А вверху, под брезентовой крышей, колышется густая сизая пелена. Комары, тонко жужжа, залетают в палатку, но, почувствовав горький запах дыма, на секунду замирают в воздухе и обиженно улетают назад.
В палатке идет техническое совещание, которое должно решить судьбу экспедиции.
Голоса становятся громче, отчетливее, возбужденнее. Теперь говорит Угрюмый. Он предлагает всей экспедиции разбиться на группы по два, по три человека, разойтись в разные стороны и, проникая как можно дальше, всюду разыскивать медную руду.
— Партизанщина! — обрывает его Корнев.
— Как партизанщина?
— Очень просто. Авось да вывезет — вот и вся тактика.
— Партизанщина, говоришь? — Угрюмый оставляет кружку чая и, словно медведь, выползает из темного угла. — Значит, партизанщина? А не ты ли сам, Андрей, изобрел ее? Помнишь, на Вилюе в тринадцатом году? Али тогда молод был, по-иному думал?
— Время было другое, — сухо отвечает Корнев.
— Не хочешь — не надо. Решайте сами, — обижается Угрюмый и сердито возвращается на свое место. Но не может он оставаться бесстрастным слушателем, когда решается его кровное дело, не может молчать, когда другие спорят до хрипоты и предлагают самые невероятные вещи. И уже через несколько минут Угрюмый снова ввязывается в спор.
А Корнев склоняется над картой, столько раз перечерканной карандашом, изучает взаиморасположение коренных выходов, отмечает стрелками простирания пород и вставляет короткие замечания, задает немногословные вопросы и опять склоняется над картой, неторопливо допивая остывающий чай.
Буров, согнувшись, нервно ходит по низкой и тесной палатке: три шага вперед, три назад. Вася Круглов жадно слушает Бурова и, поняв, наконец, его идею, не может сдержать своего восторга. Он вскакивает, перебивает Евгения и, захлебываясь, продолжает его мысль.

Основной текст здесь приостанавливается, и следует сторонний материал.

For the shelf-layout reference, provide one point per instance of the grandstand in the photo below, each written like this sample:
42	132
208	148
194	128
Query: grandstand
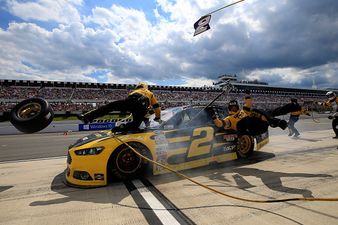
80	96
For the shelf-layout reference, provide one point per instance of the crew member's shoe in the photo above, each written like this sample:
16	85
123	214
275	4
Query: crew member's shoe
283	124
290	132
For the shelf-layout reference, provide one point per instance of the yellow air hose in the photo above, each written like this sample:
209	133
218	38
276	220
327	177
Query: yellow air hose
219	192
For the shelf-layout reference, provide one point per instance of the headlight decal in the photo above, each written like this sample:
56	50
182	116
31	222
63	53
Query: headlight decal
89	151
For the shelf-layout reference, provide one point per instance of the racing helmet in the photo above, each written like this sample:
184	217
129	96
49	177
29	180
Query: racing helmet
142	85
232	104
330	95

Корнев насмешливо смотрит на нового поборника валунных поисков, но в его глазах зажигаются огоньки одобрения: горячность, взволнованность Васи Круглова приходятся ему по душе. Корнев — единственный, кто среди этих шумных, разгоряченных людей сохраняет полное самообладание. Он уверен, что в этом районе должно быть месторождение меди. Дальше — больше. Он может заранее сказать, что здешние залежи должны сильно походить на Богословское меднорудное месторождение Турьинских рудников. Но вопрос в том, как искать? И Корнев снова тяжело думает и прислушивается к спору.

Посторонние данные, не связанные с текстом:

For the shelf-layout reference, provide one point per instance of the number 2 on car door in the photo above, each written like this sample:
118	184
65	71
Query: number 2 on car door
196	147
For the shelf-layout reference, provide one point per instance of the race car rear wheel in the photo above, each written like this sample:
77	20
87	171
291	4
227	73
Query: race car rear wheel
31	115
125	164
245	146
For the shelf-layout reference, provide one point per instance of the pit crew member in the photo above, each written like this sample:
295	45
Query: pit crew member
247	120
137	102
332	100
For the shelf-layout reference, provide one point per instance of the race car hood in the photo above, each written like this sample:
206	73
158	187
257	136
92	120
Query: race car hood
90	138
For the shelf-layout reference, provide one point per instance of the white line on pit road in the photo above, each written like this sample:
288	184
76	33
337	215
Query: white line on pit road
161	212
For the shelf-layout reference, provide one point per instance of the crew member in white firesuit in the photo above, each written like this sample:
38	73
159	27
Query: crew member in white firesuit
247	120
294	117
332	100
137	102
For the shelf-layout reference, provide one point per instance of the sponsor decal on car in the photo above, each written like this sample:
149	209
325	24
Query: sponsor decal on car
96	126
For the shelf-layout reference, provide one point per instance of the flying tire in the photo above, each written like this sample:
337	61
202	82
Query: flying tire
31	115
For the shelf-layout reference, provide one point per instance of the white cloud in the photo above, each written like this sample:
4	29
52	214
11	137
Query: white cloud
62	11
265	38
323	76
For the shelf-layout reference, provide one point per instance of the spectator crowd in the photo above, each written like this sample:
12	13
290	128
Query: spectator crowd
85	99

Буров между тем развивает теорию валунных поисков.
Громадные ледники медленно сползали со склонов хребта. Ледники продвигались на юг. По пути они разрушали горные породы, сглаживали рельеф, меняли лицо земли. Потом ледники так же медленно отступали назад, оставляя на земле бессмертные следы своего движения — моренные валуны, крутобокие камы, узкие ледниковые шрамы. Ледники таяли. И студеная неукротимая вода кипела в ущельях, разбивала отвесные скалы, прорывала русла в твердых породах. Она заканчивала разрушение, начатое ледниками. Она несла на своих бешеных гребнях и громадные валуны, и крупную гальку, и тонкий песок. Она окатывала камни, полировала гранитные уступы, шлифовала окрестные породы. Но ледник отступал все дальше и дальше, и ледниковые потоки теряли свою исполинскую силу, и спокойнее становились реки, и ослабевал напор воды. Вода уже не могла нести тяжелые камни, они оседали на дно, покрывались слоем песка и, оторванные от родных пород, оставались лежать на чужой, неуютной земле. И чем дальше от ледника убегали реки, тем меньше несли они камней. Таким образом, количество валунов данной породы, при удалении от места разрушения, должно постепенно убывать.